Estariam incluídos nessa esfera o Japão e a Alemanha - dois países produtores de sofisticados equipamentos de tecnologia avançada tanto para a produção como para os serviços - e o maior motor em potência da economia do mundo, China, com ao cerca de 1,4 bilhão de habitantes e mais de 1,5 trilhão de dólares em suas reservas de divisas conversíveis, que são em sua maioria dólares e bônus do Tesouro dos Estados Unidos. Segue-lhe o Japão com quase as mesmas cifras de reservas em divisas.

Na atual conjuntura, o valor do dólar aumenta devido à posição dominante desta moeda imposta à economia mundial, justamente assinalada e rechaçada pelo professor de Xangai.

Grande número de países do Terceiro Mundo, exportadores de produtos e matérias primas com pouco valor agregado, somos importadores de produtos de consumo chineses, que revistam ter preços razoáveis, e equipamentos do Japão e Alemanha, cada vez mais caros. Mesmo que a China tenha tido cuidados para que o yuan não se supervalorizasse, como demandam sem cessar os ianques para proteger suas indústrias da concorrência chinesa, o valor do yuan se incrementa e o poder aquisitivo de nossas exportações diminui. O preço do níquel, nosso principal produto de exportação, cujo valor alcançou mais de 50 mil dólares a tonelada há pouco, nos últimos dias recuou a 8.500 dólares por tonelada, quer dizer, menos de 20 por cento do preço máximo alcançado. O do cobre caiu a menos de 50 por cento; assim sucessivamente ocorre com o ferro, alumínio, estanho, zinco e todos os minerais indispensáveis para um desenvolvimento sustentado. Os produtos de consumo, como café, cacau, açúcar e outros, a despeito de todo sentido racional e humano, em mais de 40 anos, tiveram os seus preços levemente majorados. Por isso, há pouco tempo, eu adverti que, como conseqüência de uma crise que estava às portas, sofreríamos perdas nos mercados e o poder aquisitivo de nossos produtos se reduziria fortemente. Nestas circunstâncias, os países capitalistas desenvolvidos sabem que suas fábricas e serviços serão afetados, e só a capacidade de consumo de grande parte da humanidade beirando os índices de pobreza, ou por abaixo destes, poderia mantê-los funcionando.
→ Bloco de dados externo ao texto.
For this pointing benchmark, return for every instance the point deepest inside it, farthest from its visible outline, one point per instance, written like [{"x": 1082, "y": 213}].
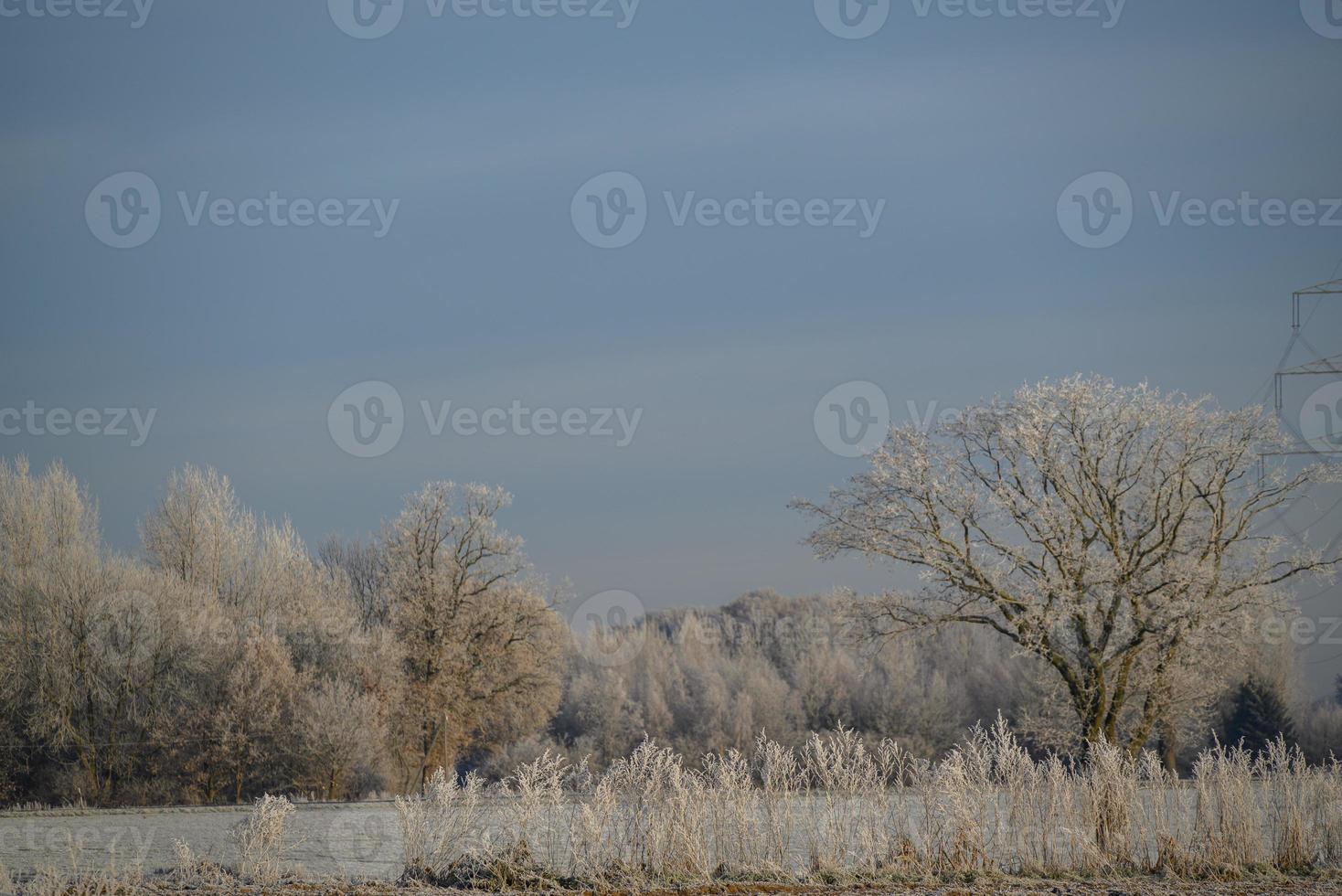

Esse é o grande dilema que expõe a crise financeira e o perigo de que os egoísmos sociais e nacionais prevaleçam por cima dos desejos de muitos políticos e estadistas angustiados ante o fenômeno. Não têm a menor confiança no próprio sistema de que surgiram como homens públicos.

Quando um povo deixa atrás o analfabetismo, sabe ler e escrever, e possui um mínimo indispensável de conhecimentos para viver e produzir honestamente, resta-lhe apenas vencer a pior forma de ignorância em nossa época: o analfabetismo econômico. Só assim poderíamos saber o que está acontecendo no mundo.

7 comentários:

Anônimo disse...

Caro Pablo

Realmente tudo isto é notório, entretanto é um modelo mundial, que nem todas as guerras, nem toda os destemperos de regimes democráticos, socialistas, comunistas, totalitários conseguiram alterar um milimetro. Muito ja se falou em nova ordem mundial e ...

João disse...

Pablo,

Parece que pode haver alterações,melhoramentos e rectificações a este sistema económico,afinal ele entrou em crise,não total,se não estaríamos todos em falência,e sem dinheiro nas contas bancárias,mas algo será modificado,para que tudo fique na mesma.
Só a longo prazo irá notar-se talvez a diferença mínima,ou seja esta lógica económica ainda não será verdadeiramente reformulada de agora,pois ela está circulando como ideologia dominante,inclusive nas nossas mentes,e não tem outra alternativa viável.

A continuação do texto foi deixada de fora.